A county may provide grants to unaffiliated private or nonprofit providers of broadband service, as that term is defined in G.S. 143B‑1373(a)(2), for the purpose of expanding broadband service in unserved areas in the county. The grants shall be awarded on a technology neutral basis, shall be open to all private or nonprofit providers of broadband service, and may require matching funds by the private or nonprofit providers. A county shall seek and consider requests for proposal from providers prior to awarding a broadband grant and shall use reasonable means to ensure that potential applicants are made aware of the grant; provided, however, a county is not required to seek and consider requests for proposal when providing financial or other support in connection with an application from a private provider for a broadband service grant under G.S. 143B‑1373. The county may use general fund revenue as well as State or federal funds for the grants. For purposes of this section, the term "unserved area" has the same meaning as in G.S. 143B‑1373(a)(14). For any grants awarded pursuant to this section after the date this section becomes effective, the term "unserved area" shall not include any location where a private provider has been designated to receive funds through State‑ or federally funded programs designed specifically for broadband service deployment if the recipient of the funding is in good standing with the grantor agency's requirements regarding construction build‑out and time lines. Nothing in this section authorizes a county to provide high‑speed Internet broadband service. (2019‑111, s. 2.7; 2020‑3, s. 4.33(a); 2020‑25, s. 51(a), (b), (d); 2021‑180, s. 38.10(a).)

 

§ 153A‑460.  Intergovernmental Support Agreements with military installations.

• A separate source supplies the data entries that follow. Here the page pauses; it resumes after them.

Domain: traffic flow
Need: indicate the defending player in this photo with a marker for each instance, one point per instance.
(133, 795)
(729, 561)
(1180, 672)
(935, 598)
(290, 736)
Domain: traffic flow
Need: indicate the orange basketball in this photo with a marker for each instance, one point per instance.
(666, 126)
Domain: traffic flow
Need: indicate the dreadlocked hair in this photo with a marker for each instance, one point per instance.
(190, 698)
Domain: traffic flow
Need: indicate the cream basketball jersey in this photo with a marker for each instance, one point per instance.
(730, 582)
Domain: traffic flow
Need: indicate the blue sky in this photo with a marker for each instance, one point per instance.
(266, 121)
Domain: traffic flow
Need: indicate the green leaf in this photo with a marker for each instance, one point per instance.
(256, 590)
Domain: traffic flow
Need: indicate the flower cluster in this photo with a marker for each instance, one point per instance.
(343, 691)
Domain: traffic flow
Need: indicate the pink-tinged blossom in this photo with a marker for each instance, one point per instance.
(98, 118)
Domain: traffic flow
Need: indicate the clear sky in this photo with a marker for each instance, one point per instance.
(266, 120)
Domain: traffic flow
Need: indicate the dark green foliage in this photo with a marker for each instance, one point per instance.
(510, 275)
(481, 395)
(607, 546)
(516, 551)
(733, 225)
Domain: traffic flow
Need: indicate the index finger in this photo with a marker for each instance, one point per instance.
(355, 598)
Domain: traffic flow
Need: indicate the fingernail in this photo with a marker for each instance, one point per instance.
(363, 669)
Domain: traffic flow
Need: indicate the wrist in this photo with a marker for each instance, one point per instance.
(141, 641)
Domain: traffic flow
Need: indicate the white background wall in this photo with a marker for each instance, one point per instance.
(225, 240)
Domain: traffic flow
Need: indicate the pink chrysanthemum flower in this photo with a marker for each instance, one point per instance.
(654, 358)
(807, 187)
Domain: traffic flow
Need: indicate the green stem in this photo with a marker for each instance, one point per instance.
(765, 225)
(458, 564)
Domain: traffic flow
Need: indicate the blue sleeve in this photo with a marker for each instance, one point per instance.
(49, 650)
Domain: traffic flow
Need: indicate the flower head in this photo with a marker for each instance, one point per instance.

A county may enter into Intergovernmental Support Agreements with the Secretary of a military branch of the Armed Forces of the United States to provide installation‑support services as authorized by 10 U.S.C. § 2679. (2022‑75, s. 14(a).)

 

§ 153A‑461.  Charter schools.

Each county is authorized to appropriate funds and lease real property to schools chartered under Article 14A of Chapter 115C of the General Statutes. Counties may provide funds only for the purposes set forth in G.S. 115C‑218.105(b1). (2023‑107, s. 6(d).)

 

§ 153A-462. Reserved for future codification purposes.

 

§ 153A-463. Reserved for future codification purposes.

 

§ 153A-464. Reserved for future codification purposes.

 

§ 153A-465. Reserved for future codification purposes.

 

§ 153A-466. Reserved for future codification purposes.

 

§ 153A-467. Reserved for future codification purposes.

 

§ 153A-468. Reserved for future codification purposes.

 

§ 153A-469. Reserved for future codification purposes.

 

§ 153A-470. Reserved for future codification purposes.